Custom Search

Monday, 17 March 2008

RHB - 17 March 2008 (Parkson)

Top Story : Parkson – Bored with Malaysian Shopping? Go to China and Vietnam! Outperform

Visit Note
- Three key takeways from our recent company visit: 1) According to management, same store sales (SSS) is expected to grow at 15-18% in China, 6% in Malaysia and 25-30% in Vietnam in 2008; 2) Average 10-13 new stores per year to be opened in FY08-10. Over the next three years, Parkson plans to open an average: 5-7 new stores per year in China, 2-3 in Malaysia and 4 in Vietnam; 3) Margins are also projected to be on a rising trend, given Parkson's high operating leverage.

- All in, after we have imputed: 1) a reduction of SSS growth for FY08-10 for China; 2) an increase in SSS growth projections for FY08-10 for Vietnam; and 3) an increase in our new store assumptions for China and Malaysia, our FY08 earnings projection has been reduced by 2%, while our FY09-10 earnings projections have been raised by 3-4% p.a..

- Although we remain bullish on the Chinese and Vietnamese economies, we believe the US sub-prime mortgage crisis could lead to a significant reduction in export income of these countries, thus hampering consumer spending power.

- Given this risk, we now attach a lower 2–year PEG of 1.2x (from 1.5x previously) to value PRG's (China) revised FY08 earnings.
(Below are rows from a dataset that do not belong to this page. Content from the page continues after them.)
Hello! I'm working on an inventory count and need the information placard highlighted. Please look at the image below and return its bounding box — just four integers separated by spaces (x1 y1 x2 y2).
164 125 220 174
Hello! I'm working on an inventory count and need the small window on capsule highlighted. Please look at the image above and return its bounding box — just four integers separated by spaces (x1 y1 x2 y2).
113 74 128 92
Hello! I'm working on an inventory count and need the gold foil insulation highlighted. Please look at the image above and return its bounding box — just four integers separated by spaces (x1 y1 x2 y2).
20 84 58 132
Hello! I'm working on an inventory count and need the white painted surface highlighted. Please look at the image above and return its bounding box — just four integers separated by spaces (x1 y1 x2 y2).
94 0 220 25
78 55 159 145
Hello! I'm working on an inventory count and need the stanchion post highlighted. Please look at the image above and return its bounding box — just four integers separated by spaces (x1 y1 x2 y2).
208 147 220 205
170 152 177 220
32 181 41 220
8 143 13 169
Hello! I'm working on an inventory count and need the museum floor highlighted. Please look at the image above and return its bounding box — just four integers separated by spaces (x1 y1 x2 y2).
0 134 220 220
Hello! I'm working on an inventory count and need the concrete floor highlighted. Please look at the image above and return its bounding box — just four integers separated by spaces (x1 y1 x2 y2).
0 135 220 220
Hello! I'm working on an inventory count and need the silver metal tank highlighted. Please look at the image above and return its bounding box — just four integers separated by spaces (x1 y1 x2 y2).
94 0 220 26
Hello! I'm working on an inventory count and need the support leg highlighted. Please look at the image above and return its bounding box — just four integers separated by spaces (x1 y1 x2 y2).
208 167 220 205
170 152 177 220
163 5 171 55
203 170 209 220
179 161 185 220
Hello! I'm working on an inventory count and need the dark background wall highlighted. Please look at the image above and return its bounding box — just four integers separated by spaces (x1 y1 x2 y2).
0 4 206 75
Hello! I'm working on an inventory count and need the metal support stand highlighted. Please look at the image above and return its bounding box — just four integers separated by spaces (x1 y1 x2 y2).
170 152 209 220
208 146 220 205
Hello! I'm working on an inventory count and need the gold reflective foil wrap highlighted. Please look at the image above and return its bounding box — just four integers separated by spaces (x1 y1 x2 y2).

We also reduce our target PE multiples for the Malaysian and Vietnamese operations to 12x (from 14x) and 18x (from 20x) CY08 earnings, respectively. Indicative fair value is therefore reduced to RM9.30 from RM11.70 after applying an unchanged 20% holding company discount to the company's revised RNAV of RM11.65. Maintain Outperform.